I'm trying to learn Spark by running it in standalone mode on my MacBook Pro (10.9.2). I downloaded & built it using the instructions here:
http://spark.apache.org/docs/latest/building-spark.html
I then started up the master server using the instructions here:
https://spark.apache.org/docs/latest/spark-standalone.html#starting-a-cluster-manually
That worked, although I had to add the following line to my SPARK_HOME/conf/spark-env.sh file to get it to start successfully:
export SPARK_MASTER_IP="127.0.0.1"
However, when I try to execute this command to start a worker:
./bin/spark-class org.apache.spark.deploy.worker.Worker spark://127.0.0.1:7077
It fails with this error:
Using Spark's default log4j profile: org/apache/spark/log4j-defaults.properties
15/01/26 16:29:17 INFO Worker: Registered signal handlers for [TERM, HUP, INT]
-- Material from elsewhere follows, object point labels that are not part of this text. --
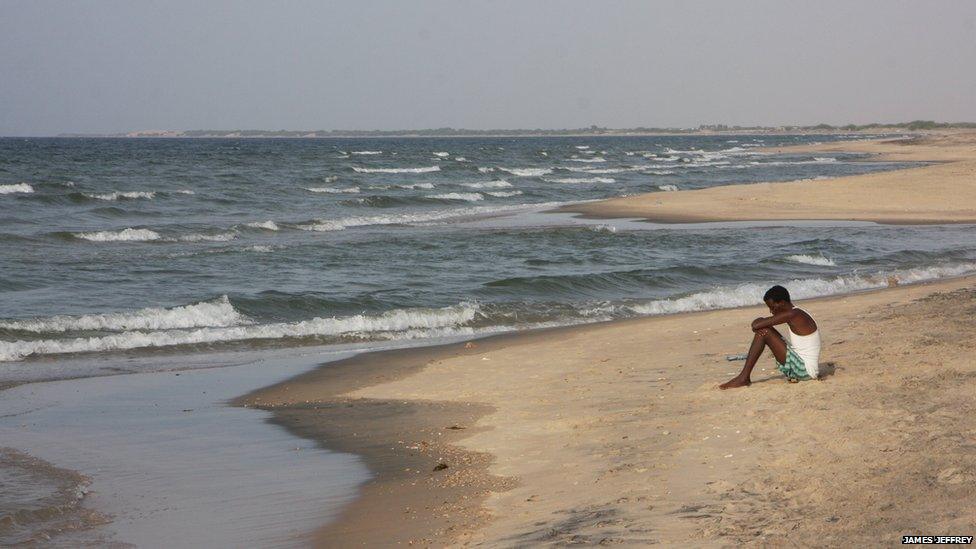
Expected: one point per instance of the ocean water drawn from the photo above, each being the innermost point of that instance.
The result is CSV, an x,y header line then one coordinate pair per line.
x,y
114,248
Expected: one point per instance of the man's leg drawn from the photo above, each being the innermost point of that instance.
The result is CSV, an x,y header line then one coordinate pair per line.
x,y
768,337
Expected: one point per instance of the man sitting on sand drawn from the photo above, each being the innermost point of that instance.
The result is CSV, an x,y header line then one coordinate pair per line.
x,y
798,359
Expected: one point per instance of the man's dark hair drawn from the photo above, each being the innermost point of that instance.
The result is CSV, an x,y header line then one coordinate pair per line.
x,y
777,294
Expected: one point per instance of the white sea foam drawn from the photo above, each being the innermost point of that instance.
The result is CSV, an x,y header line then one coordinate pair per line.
x,y
749,294
396,324
221,237
527,172
259,248
125,235
16,188
469,197
333,190
602,171
325,225
816,160
427,169
595,159
123,195
217,312
488,184
581,180
268,225
819,260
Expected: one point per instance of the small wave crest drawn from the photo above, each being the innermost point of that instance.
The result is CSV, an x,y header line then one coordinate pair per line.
x,y
499,184
326,225
818,260
426,169
582,180
748,294
333,190
268,225
122,195
467,197
395,324
595,159
125,235
217,312
527,172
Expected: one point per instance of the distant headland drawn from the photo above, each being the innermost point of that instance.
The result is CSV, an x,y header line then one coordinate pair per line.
x,y
915,125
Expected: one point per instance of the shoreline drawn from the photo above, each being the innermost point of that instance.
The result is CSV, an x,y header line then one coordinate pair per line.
x,y
405,387
889,197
15/01/26 16:29:17 INFO SecurityManager: Changing view acls to: erioconnor
15/01/26 16:29:17 INFO SecurityManager: Changing modify acls to: erioconnor
15/01/26 16:29:17 INFO SecurityManager: SecurityManager: authentication disabled; ui acls disabled; users with view permissions: Set(erioconnor); users with modify permissions: Set(erioconnor)
15/01/26 16:29:17 INFO Slf4jLogger: Slf4jLogger started
15/01/26 16:29:17 INFO Remoting: Starting remoting
15/01/26 16:29:17 ERROR NettyTransport: failed to bind to /10.252.181.130:0, shutting down Netty transport
15/01/26 16:29:17 ERROR Remoting: Remoting error: [Startup failed] [
akka.remote.RemoteTransportException: Startup failed
at akka.remote.Remoting.akka$remote$Remoting$$notifyError(Remoting.scala:136)
at akka.remote.Remoting.start(Remoting.scala:201)
at akka.remote.RemoteActorRefProvider.init(RemoteActorRefProvider.scala:184)
at akka.actor.ActorSystemImpl.liftedTree2$1(ActorSystem.scala:618)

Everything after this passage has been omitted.